The Longest Now

Supersimultaneity – piling up of events
Tuesday June 29th 2004, 9:05 pm
Filed under: poetic justice

So, there are hours and days and weeks and months where nothing happens. Or where things endeavour to happen but never in any sharply time-delimited fashion. And there are weekends when fifteen different crucial things happen, all magically fitting together, and 90-hour stretches when there isn’t enough time to catch a breath or sleep. And sometimes there are four-hour periods during which five or six different unreschedulable nonrefundable irreplaceable events take place — in the middle of a week in which no others do. Is this a natural property of life? A quality of certain environments? A taste of karmic circumstance? I can’t be the only one to whom this happens; fess up.

failure modes
Saturday June 26th 2004, 11:15 am
Filed under: indescribable

I’d like to spare a few words to address failure modes in nature, life, and society. Occasions when great potential vanishes, powerful forces cancel eachother out, or metastable situations shift suddenly, with speed and force. Suggest a few of your own…
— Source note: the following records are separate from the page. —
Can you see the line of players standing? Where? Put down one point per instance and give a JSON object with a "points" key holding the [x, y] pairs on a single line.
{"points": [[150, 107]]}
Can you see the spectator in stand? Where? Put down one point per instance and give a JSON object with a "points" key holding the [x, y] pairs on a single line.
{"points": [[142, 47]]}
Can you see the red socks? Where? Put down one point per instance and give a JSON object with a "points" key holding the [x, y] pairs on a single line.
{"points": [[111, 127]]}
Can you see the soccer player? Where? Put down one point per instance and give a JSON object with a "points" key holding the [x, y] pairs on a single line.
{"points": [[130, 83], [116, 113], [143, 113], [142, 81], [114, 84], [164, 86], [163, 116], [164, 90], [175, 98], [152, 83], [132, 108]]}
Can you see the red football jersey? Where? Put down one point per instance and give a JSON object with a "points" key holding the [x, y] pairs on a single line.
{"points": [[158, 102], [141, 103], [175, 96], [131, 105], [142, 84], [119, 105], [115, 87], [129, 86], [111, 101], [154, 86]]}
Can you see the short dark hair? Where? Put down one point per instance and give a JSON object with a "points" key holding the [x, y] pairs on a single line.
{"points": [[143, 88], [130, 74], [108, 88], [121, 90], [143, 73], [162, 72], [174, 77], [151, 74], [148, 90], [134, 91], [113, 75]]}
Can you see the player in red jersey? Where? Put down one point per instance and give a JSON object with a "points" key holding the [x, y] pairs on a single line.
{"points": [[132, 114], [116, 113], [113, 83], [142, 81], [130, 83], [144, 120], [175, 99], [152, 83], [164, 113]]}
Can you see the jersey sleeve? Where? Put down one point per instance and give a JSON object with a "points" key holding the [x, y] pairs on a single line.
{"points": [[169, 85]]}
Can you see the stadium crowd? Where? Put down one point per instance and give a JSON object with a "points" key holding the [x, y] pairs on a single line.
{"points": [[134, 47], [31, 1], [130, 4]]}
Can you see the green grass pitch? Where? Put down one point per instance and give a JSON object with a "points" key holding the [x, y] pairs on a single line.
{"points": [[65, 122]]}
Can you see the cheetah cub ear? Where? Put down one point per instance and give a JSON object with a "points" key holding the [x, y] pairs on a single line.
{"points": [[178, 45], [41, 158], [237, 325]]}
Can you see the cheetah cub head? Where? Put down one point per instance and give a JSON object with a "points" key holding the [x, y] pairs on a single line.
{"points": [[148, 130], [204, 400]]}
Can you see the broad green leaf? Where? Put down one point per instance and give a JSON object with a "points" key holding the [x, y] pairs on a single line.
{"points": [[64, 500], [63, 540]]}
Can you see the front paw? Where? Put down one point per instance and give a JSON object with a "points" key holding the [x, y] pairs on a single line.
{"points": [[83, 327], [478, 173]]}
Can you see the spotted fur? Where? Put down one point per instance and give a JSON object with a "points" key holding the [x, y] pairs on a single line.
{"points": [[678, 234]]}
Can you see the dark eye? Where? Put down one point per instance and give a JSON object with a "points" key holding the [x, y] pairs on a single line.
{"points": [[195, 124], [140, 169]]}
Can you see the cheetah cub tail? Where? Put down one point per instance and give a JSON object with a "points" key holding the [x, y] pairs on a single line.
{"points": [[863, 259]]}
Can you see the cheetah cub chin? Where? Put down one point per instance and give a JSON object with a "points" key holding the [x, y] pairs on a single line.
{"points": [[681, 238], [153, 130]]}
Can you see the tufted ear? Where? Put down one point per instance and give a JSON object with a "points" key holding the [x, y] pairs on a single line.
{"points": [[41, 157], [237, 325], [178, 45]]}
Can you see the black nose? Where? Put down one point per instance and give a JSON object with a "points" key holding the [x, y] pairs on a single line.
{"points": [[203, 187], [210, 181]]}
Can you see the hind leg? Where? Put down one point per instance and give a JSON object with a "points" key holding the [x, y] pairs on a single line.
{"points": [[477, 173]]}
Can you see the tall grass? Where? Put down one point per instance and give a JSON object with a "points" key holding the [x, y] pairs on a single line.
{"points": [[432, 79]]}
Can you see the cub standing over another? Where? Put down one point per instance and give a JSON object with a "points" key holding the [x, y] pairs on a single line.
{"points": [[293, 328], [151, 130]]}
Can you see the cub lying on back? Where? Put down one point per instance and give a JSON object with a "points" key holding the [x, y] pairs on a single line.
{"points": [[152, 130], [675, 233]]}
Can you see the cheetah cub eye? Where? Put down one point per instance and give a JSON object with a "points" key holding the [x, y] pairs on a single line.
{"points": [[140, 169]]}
It’s interesting to note the difference between a ‘positive’ dramatic shift, and a philosophical ‘failure mode’ — from the perspective of a cool-headed system of dynamic equations, they are mirror images of one another; run time backwards and you get the other kind of shift. On the other hand, in all but the most fundamental natural shifts, these two look very different… flash-freezing of a waterfall, or the spontaneous creation of order — the conversion of a mass of identical slime mold cells into a large, functional, three-dimensional sporophyte over the course of hours — feels very different to me than an avalanche, the cataclysmic collapse of land above a fault line, or the eruption of a volcano.

But not all failure modes are bad; they are merely modes which produce the “failure” of an equilibrium, despite — perhaps too quickly for — normal equilibrium forces that would counteract such change.

  • Nature – cascade effects (minor tipping points, hundredth monks), strongly polarized equilibria (tectonic shifts [ice ages?], atmospheric shifts), chaotic ‘equilibria’ (many-body states, multiple-attractors, Earth’s magnetic field)
  • Life – sudden zeal; sudden repulsion; suicide (outside of society, as opposed to say hari-kari; by the talented and powerful), death by shock, primogenesis
  • Society – quick meme transmission (witch hunts, the children’s crusade & other youth brigades, modern Japan clothes trends), collapse of good ‘sustainable’ organizations (Greco-Roman theology), traditions, species (var.; ‘need for change’?)

dismissal of detail
Thursday June 17th 2004, 4:14 am
Filed under: null

somewhere beyond inattention to, yet before ignorance or exclusion of, there is dismissal of detail, in a performance, rendition, analysis, or original work. by this I mean detail is recognized, but presumed broadly irrelevant to the work, and whether or not it is present in any particular aspect of the work is subject to the whims of the creator, or to chance.

such is the gloss given to rowling‘s text by the latest harry potter flick… wantonly meticulous in places – as only a rich, spoiled film can be – yet with more disjointed gaps in continuity, character personality, and character intention, than I can count on both hands.
It is hardly worth mentioning the absence of both charm and meaning in the opening and closing scenes, or the negative effect of the B-movie score. The sparseness of dialogue, however, and of scenes with any powerful acting, was stunning – considering the film’s rushed feel and the talent of its cast.

News vectors
Tuesday June 08th 2004, 10:11 am
Filed under: indescribable

Theh only news item in the past four months that I can remember hearing people discuss for days afterwards, tell eachother about, talk about experiences with… is the news of Reagan’s death. Why?

torontoans, united
Thursday June 03rd 2004, 10:24 pm
Filed under: fly-by-wire

In Toronto this weekend. Three cheers for Canada… and Quebec. Welcome back, Boston!